Malgré les efforts initiés pour développer la base à l’exportation à court terme, les importations devraient croître plus rapidement que les exportations et donc creuser le déficit de la balance commerciale.
Le stock total de dette extérieure est estimé à 30% du PIB en 2020 (60% détenu par le gouvernement central). Bien que son niveau demeure limité, son coût devient de plus en plus important. La charge de la dette extérieure devrait atteindre un tiers des exportations, ce qui constitue un niveau d’alerte. La surévaluation de la devise locale limite l’ajustement face au choc. La persistance des déficits courants, les faibles réserves de change et l’augmentation des remboursements de la dette extérieure présentent donc un risque pour la solvabilité de la dette extérieure.
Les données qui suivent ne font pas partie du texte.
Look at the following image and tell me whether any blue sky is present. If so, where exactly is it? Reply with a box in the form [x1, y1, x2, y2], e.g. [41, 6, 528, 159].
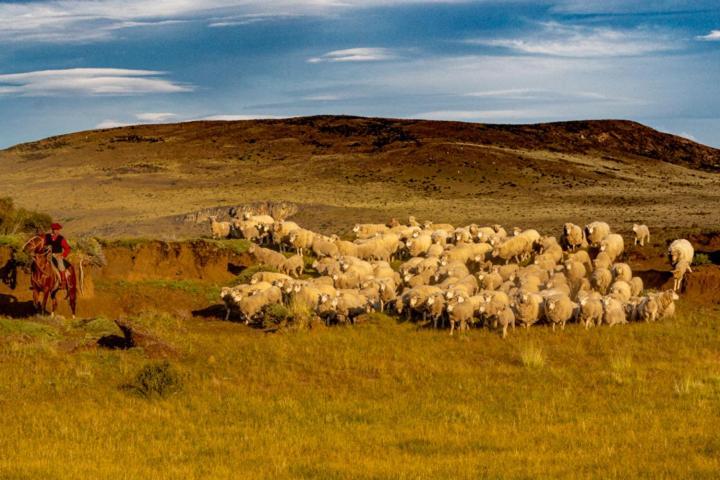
[0, 0, 720, 147]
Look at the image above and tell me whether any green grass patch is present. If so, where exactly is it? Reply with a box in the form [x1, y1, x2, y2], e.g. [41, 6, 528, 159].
[210, 239, 252, 254]
[0, 318, 58, 339]
[693, 253, 713, 266]
[235, 264, 277, 285]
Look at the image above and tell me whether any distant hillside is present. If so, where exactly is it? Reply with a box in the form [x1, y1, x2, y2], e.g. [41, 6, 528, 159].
[0, 116, 720, 235]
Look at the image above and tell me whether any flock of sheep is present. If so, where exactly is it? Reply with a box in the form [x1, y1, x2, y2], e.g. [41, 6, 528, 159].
[211, 213, 694, 337]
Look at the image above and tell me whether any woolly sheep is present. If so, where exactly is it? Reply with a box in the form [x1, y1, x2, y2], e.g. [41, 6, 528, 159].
[447, 297, 475, 335]
[208, 215, 230, 238]
[280, 255, 305, 278]
[248, 244, 285, 269]
[590, 267, 613, 295]
[628, 277, 645, 297]
[655, 290, 680, 320]
[602, 297, 627, 327]
[311, 235, 340, 258]
[593, 252, 613, 269]
[478, 271, 503, 290]
[673, 260, 692, 292]
[610, 280, 632, 302]
[544, 294, 577, 330]
[579, 296, 604, 329]
[567, 250, 593, 272]
[515, 292, 543, 328]
[633, 223, 650, 247]
[405, 232, 434, 257]
[290, 228, 315, 255]
[612, 263, 632, 283]
[668, 238, 695, 268]
[492, 236, 532, 264]
[560, 223, 587, 252]
[585, 222, 610, 246]
[353, 223, 389, 238]
[600, 233, 625, 262]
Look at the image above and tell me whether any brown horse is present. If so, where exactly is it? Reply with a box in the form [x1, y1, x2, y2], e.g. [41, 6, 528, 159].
[24, 236, 78, 318]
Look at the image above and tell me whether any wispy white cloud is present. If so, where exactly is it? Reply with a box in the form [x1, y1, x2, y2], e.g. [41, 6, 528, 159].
[302, 95, 343, 102]
[0, 68, 193, 96]
[135, 112, 177, 123]
[308, 47, 395, 63]
[95, 119, 130, 129]
[695, 30, 720, 42]
[466, 22, 679, 57]
[197, 114, 280, 121]
[412, 109, 543, 121]
[0, 0, 472, 42]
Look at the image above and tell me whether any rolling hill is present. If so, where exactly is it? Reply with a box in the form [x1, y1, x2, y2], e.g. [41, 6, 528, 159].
[0, 116, 720, 238]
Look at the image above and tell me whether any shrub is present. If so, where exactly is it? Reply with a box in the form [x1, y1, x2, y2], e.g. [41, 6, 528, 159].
[0, 197, 52, 235]
[520, 343, 545, 368]
[693, 253, 712, 265]
[125, 360, 183, 398]
[236, 265, 277, 283]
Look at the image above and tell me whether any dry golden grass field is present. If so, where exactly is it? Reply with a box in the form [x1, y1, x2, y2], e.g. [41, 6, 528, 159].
[0, 117, 720, 480]
[0, 117, 720, 238]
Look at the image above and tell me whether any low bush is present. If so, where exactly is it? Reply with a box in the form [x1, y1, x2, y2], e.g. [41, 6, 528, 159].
[124, 360, 183, 398]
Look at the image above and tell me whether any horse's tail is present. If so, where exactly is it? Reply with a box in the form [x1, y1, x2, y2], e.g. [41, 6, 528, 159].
[78, 258, 85, 295]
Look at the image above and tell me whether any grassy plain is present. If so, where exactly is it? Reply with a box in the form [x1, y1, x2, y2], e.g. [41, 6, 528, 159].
[0, 304, 720, 479]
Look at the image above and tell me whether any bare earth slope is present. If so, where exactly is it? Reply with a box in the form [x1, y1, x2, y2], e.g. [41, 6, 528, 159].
[0, 116, 720, 237]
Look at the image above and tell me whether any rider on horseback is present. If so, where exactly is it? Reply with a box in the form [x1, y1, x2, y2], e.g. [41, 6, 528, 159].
[45, 223, 70, 288]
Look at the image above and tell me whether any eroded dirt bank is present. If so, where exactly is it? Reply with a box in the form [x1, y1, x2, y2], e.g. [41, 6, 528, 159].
[0, 240, 251, 317]
[0, 234, 720, 317]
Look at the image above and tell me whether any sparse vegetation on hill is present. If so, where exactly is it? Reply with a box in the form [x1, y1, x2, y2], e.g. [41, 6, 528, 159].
[0, 116, 720, 236]
[0, 197, 52, 235]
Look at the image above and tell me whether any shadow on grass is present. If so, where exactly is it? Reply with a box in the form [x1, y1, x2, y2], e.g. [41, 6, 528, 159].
[0, 293, 36, 318]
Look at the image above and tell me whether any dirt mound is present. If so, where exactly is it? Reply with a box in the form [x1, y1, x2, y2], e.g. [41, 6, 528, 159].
[0, 116, 720, 240]
[0, 240, 252, 318]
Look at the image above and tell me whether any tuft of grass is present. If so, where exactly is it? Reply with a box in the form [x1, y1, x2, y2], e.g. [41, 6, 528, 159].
[673, 375, 703, 397]
[520, 342, 545, 369]
[236, 264, 277, 283]
[693, 253, 713, 266]
[0, 318, 58, 338]
[123, 360, 183, 398]
[206, 239, 252, 254]
[610, 354, 633, 384]
[100, 238, 154, 250]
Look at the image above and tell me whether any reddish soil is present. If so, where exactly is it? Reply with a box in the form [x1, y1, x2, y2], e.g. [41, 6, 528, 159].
[0, 234, 720, 317]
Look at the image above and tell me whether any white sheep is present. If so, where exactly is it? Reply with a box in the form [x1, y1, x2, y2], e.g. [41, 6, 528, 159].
[545, 294, 577, 330]
[585, 222, 610, 246]
[560, 223, 587, 252]
[279, 255, 305, 278]
[492, 236, 532, 264]
[673, 260, 692, 292]
[602, 297, 627, 327]
[353, 223, 389, 239]
[579, 295, 604, 329]
[289, 228, 315, 255]
[514, 292, 543, 328]
[208, 215, 230, 238]
[629, 277, 645, 297]
[633, 223, 650, 247]
[600, 233, 625, 262]
[668, 238, 695, 268]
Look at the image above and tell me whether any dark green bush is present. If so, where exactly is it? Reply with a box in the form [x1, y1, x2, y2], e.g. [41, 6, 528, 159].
[126, 360, 183, 398]
[0, 197, 52, 235]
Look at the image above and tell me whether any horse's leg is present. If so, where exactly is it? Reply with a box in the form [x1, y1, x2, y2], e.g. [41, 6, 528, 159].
[41, 288, 50, 315]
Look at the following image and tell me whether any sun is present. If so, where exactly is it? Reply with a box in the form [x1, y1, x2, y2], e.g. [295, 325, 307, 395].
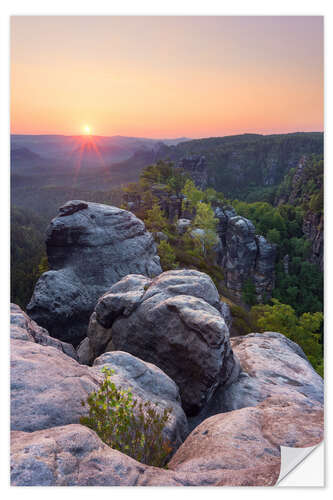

Heureusement, les accords de reprofilage de la dette, dernièrement conclus avec la Chine, et l’initiative de suspension du service de la dette (ISSD) par le Club de Paris permettent à court terme d’atténuer les pressions financières. Les lignes de liquidités d’urgence fournies par le FMI et la Banque mondiale représentent également une aide non négligeable. Néanmoins, étant donnée la part importante de la dette détenue par des créanciers non officiels et obligataires, le risque souverain en devises étrangères reste très élevé car la dette extérieure atteint plus de la moitié (59% du total) de la dette publique totale et son service représente près de 65% des réserves en 2020. Les remboursements de la dette extérieure publique devraient augmenter au cours des prochaines années en raison du refinancement de l’euro-obligation (USD 1 milliard) arrivant à échéance en 2024.
Le programme du FMI conclu fin 2019 est donc déterminant pour renforcer la solvabilité du pays et amorcer les réformes structurelles nécessaires pour assurer l’attractivité de l’économie et donc la soutenabilité de la dette. L’ajustement du taux de change figure notamment parmi les mesures-clefs à court terme. Néanmoins, une telle réforme implique une dégradation de la balance commerciale, un risque inflationniste et un alourdissement du fardeau de la dette. Le pays est financièrement soutenu mais reste sur une ligne de crête.